Co roku Europejski Urząd ds. Pracy publikuje raport o nierównościach na rynku zatrudnienia. W najnowszym, siódmym już wydaniu, analizy nabierają jeszcze większej głębi – a wszystko dzięki świeżym metodom badawczym, które pozwalają dokładniej przyjrzeć się sytuacji w Europie. Gdzie i dlaczego brakuje rąk do pracy? A gdzie wręcz przeciwnie – kandydatów jest aż nadto?
Nierówności rosną mimo rosnącego zatrudnienia
Rynek pracy ma się całkiem nieźle – zatrudnienie rośnie, a wiele wskaźników wygląda lepiej niż kilka lat temu. Ale problemów nie ubywa. Wręcz przeciwnie – zmiany demograficzne, postęp technologiczny. w tym AI, zielona transformacja i digitalizacja tylko komplikują sprawę. Do tego dochodzi słaba promocja niektórych zawodów – no i mamy gotowy przepis na niedobory w kluczowych sektorach.
Gdzie najtrudniej o pracownika? Na przykład wśród spawaczy, elektryków, kucharzy i – niezmiennie – pracowników ochrony zdrowia. Z kolei w zawodach biurowych kandydatów nie brakuje. To nie przypadek – to właśnie one są najmocniej zagrożone przez rozwój sztucznej inteligencji.
Kobiety, młodzi i cyfrowe luki
Nowy raport przygląda się też, kto konkretnie trafia do zawodów z niedoborem, a kto do tych „przepełnionych”. Efekt?
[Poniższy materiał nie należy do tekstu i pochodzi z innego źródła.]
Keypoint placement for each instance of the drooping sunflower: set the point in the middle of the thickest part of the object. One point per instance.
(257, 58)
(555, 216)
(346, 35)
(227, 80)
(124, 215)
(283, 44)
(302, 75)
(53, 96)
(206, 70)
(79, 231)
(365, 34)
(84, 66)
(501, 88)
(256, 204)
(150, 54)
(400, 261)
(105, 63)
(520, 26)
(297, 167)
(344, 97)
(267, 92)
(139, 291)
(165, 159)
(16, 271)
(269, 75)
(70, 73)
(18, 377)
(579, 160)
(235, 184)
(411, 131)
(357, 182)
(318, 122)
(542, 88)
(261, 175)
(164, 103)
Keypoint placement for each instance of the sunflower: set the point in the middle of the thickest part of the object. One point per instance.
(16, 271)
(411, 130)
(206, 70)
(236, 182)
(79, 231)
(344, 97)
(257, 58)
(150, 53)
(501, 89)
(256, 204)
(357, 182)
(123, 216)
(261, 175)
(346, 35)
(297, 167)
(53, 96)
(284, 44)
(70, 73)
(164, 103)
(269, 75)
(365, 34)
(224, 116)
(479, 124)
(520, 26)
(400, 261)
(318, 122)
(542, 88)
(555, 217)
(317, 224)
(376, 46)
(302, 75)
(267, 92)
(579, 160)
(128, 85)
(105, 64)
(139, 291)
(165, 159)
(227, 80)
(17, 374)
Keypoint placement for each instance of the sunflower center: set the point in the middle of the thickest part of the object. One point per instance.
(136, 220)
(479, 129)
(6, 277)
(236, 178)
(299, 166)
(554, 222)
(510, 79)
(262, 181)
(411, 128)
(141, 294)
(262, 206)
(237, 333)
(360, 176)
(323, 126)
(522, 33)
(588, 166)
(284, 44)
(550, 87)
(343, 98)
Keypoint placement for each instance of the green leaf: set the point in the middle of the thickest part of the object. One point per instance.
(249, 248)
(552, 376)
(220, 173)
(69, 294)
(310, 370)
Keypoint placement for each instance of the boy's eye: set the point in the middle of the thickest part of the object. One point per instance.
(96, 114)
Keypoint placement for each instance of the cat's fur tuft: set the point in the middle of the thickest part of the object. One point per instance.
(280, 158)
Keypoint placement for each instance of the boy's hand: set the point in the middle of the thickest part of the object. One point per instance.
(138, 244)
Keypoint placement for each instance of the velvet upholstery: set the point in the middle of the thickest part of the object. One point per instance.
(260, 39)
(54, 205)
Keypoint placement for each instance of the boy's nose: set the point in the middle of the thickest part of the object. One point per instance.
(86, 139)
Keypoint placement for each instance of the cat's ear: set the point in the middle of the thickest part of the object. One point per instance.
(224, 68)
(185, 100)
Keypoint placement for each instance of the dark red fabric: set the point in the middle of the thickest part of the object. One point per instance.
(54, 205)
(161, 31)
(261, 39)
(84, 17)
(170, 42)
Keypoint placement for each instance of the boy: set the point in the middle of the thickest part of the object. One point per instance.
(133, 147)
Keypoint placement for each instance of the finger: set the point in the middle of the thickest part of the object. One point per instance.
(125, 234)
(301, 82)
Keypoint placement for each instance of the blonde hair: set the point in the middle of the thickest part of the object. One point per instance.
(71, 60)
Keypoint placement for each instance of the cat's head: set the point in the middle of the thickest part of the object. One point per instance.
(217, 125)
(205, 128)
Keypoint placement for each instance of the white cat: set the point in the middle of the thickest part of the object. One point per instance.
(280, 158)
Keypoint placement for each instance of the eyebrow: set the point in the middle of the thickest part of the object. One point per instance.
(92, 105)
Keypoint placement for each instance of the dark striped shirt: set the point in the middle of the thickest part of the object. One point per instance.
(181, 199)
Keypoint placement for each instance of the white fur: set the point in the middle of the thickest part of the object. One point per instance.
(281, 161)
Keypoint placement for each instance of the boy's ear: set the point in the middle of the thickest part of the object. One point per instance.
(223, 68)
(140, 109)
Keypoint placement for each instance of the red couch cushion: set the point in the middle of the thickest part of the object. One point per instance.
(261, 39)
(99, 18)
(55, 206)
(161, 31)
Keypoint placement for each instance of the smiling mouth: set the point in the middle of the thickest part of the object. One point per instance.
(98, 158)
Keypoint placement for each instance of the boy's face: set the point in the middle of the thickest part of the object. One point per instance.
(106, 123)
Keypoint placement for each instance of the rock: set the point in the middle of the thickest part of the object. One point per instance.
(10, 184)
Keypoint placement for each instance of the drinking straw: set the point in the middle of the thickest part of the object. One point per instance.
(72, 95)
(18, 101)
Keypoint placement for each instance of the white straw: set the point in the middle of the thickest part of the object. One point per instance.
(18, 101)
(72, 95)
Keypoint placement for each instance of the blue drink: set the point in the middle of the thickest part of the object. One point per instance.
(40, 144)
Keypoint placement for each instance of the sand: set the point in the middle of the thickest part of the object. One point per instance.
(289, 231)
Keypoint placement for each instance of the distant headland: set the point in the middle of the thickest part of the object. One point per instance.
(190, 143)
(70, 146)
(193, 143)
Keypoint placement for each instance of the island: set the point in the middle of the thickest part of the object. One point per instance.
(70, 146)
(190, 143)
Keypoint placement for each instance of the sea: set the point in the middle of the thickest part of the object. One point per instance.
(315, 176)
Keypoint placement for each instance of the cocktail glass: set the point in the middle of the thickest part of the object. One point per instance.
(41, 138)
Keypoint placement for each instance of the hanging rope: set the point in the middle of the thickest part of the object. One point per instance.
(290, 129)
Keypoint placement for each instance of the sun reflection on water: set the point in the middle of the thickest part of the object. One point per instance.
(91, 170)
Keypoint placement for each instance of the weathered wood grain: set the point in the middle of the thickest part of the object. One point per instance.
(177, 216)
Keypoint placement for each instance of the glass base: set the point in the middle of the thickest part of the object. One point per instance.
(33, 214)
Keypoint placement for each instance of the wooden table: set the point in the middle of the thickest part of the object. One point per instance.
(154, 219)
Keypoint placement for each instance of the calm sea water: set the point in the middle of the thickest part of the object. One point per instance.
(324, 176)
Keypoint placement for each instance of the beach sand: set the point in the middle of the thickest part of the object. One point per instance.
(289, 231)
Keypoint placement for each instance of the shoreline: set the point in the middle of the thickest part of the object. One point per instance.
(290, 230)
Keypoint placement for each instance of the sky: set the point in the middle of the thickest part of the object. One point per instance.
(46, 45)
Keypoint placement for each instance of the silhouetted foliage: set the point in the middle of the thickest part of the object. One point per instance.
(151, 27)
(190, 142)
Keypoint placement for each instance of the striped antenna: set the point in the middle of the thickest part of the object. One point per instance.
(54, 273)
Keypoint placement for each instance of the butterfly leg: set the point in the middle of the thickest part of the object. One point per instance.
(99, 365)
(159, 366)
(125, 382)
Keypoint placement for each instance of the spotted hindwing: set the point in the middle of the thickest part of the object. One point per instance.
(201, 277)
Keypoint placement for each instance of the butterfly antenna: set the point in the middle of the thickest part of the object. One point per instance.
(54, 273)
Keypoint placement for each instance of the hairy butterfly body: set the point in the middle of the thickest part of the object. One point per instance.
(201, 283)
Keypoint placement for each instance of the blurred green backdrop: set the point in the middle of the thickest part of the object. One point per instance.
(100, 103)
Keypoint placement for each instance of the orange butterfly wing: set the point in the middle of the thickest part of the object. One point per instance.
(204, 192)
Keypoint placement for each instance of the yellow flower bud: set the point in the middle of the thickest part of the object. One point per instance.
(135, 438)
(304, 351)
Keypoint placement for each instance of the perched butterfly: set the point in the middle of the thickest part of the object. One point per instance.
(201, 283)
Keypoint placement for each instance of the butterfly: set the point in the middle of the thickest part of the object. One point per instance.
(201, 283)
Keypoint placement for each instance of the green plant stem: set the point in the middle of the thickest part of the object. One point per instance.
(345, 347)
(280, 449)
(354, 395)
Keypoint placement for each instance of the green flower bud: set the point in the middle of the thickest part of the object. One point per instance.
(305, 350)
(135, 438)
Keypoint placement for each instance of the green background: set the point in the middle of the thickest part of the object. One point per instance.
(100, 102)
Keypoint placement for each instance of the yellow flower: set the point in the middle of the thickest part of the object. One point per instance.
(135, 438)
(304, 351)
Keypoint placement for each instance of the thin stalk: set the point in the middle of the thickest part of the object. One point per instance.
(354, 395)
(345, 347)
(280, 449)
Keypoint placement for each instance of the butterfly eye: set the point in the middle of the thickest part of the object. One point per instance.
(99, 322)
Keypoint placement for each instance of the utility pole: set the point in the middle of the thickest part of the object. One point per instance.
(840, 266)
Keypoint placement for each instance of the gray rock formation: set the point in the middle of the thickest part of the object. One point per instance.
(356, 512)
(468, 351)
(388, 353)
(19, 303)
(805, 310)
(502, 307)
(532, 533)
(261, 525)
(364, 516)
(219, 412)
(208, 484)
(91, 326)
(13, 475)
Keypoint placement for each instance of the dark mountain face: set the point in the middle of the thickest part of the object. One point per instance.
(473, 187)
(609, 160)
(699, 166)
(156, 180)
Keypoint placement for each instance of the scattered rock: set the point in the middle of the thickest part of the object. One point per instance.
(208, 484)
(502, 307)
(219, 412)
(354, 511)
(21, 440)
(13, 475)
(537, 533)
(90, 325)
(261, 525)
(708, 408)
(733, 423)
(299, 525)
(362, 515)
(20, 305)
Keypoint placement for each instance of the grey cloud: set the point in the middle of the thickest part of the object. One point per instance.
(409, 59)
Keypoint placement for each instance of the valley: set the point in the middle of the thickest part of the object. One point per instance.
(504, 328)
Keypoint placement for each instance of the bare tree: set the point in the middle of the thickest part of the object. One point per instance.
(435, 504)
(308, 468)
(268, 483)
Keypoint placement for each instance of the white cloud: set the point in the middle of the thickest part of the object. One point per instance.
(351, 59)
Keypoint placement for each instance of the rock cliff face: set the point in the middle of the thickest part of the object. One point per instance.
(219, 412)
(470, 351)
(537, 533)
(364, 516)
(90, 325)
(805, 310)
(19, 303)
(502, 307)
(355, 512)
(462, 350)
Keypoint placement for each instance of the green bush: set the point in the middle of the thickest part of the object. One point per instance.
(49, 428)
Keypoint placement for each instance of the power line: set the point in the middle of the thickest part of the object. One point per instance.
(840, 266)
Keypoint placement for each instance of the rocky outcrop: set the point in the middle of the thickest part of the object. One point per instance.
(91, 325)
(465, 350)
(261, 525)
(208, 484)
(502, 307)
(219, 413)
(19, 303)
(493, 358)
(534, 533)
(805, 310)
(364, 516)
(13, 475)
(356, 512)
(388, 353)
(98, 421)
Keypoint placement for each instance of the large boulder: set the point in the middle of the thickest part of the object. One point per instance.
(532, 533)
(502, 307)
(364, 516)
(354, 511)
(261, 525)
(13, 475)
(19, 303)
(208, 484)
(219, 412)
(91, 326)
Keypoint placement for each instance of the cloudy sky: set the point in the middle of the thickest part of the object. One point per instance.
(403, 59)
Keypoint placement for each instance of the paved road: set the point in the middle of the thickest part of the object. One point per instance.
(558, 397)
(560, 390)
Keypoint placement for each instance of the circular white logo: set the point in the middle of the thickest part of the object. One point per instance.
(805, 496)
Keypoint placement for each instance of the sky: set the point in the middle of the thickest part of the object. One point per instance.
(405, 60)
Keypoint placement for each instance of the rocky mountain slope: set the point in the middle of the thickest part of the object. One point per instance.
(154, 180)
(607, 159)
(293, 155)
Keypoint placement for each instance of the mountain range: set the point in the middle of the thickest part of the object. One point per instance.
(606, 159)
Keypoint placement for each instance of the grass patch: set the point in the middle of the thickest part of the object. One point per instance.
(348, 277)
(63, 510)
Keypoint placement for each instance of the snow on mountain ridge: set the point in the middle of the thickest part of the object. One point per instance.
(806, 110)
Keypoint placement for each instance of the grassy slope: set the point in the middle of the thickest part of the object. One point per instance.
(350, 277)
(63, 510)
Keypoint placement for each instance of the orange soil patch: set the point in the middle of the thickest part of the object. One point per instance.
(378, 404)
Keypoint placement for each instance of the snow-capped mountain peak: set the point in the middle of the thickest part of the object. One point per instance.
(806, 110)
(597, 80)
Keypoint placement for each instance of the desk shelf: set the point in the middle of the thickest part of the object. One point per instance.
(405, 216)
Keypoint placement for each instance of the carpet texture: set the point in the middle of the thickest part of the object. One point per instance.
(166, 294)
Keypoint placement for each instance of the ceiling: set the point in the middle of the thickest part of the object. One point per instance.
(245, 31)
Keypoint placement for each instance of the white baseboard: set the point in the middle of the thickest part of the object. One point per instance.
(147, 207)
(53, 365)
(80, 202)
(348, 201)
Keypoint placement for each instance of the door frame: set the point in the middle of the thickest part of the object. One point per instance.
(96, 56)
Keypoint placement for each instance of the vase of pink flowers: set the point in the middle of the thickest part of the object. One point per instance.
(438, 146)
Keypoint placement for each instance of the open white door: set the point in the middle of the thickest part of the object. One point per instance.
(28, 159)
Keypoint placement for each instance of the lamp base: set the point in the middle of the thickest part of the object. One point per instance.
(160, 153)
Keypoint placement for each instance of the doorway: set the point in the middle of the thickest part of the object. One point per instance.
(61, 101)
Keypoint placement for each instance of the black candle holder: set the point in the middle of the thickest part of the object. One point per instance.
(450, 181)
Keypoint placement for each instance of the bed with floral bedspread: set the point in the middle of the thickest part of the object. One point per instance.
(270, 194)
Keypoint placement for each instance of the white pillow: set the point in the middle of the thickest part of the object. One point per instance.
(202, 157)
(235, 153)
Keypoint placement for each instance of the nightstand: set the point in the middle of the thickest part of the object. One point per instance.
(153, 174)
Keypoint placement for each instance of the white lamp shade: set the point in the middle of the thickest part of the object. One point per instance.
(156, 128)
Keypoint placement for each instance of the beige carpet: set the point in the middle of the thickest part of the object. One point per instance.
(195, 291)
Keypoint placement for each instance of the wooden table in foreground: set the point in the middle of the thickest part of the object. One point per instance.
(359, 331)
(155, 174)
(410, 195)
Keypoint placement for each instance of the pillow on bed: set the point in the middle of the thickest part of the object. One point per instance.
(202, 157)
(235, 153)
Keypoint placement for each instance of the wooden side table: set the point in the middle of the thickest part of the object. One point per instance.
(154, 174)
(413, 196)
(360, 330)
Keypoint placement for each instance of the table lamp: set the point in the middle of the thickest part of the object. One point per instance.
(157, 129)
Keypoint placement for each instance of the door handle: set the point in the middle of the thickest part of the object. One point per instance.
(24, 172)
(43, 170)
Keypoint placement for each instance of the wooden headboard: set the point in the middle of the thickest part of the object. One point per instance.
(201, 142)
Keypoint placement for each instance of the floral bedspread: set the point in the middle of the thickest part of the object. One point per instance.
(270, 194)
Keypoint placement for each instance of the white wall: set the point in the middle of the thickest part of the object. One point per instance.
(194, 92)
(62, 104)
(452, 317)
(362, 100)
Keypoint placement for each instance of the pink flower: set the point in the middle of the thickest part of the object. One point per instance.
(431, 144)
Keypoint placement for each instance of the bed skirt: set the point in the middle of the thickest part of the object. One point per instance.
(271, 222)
Tylko 29% pracowników w zawodach deficytowych to kobiety – a w sektorach takich jak budownictwo czy inżynieria ich obecność to nadal rzadkość. Tymczasem w zawodach z nadwyżką – jak stanowiska administracyjne – kobiety stanowią aż 62%.
Młodzi? Również nie garną się do zawodów deficytowych. Jeśli nic się nie zmieni, to kiedy starsze pokolenia przejdą na emeryturę, może się okazać, że nikogo nie będzie na ich miejsce.
Do tego dochodzi brak kompetencji cyfrowych. Obecnie tylko 5,6% dorosłych Europejczyków posiada podstawowe umiejętności cyfrowe. A o zaawansowanych nawet nie wspominajmy – to jakby chcieć zagrać w szachy, nie znając zasad ruchu pionków.
Transport na zakręcie
W poprzednim raporcie skupiono się na budownictwie. Tym razem na celowniku znalazł się sektor transportu i magazynowania – i nie bez powodu. Od czasu pandemii liczba kierowców ciężarówek drastycznie spadła, a zamówień tylko przybywa.
Problem? Nie przybywa młodych, chętnych do pracy w tej branży. Trudne warunki, długie godziny, izolacja i niebezpieczeństwa na drodze skutecznie zniechęcają. A do tego dochodzą zjawiska takie jak fikcyjne samozatrudnienie czy praca na czarno – i już wiemy, dlaczego ten sektor nie cieszy się dobrą prasą.
Co dalej?
Europejski Urząd ds. Pracy nie pozostawia złudzeń – klucz do wyrównania niedoborów i nadwyżek na rynku to inwestycje w edukację i rozwój kompetencji, zwłaszcza cyfrowych. Inicjatywy takie jak Union of Skills mają poprawić jakość szkoleń i promować naukę przez całe życie.
Dodatkowo – większy udział kobiet i młodych w edukacji STEM może pomóc zlikwidować nierówności płciowe i wiekowe oraz otworzyć drogę do bardziej zróżnicowanych karier.
Bo jak mówi stare dobre powiedzenie: „nie chodzi o to, by wszyscy byli tacy sami, ale by każdy miał szansę odnaleźć swoje miejsce”.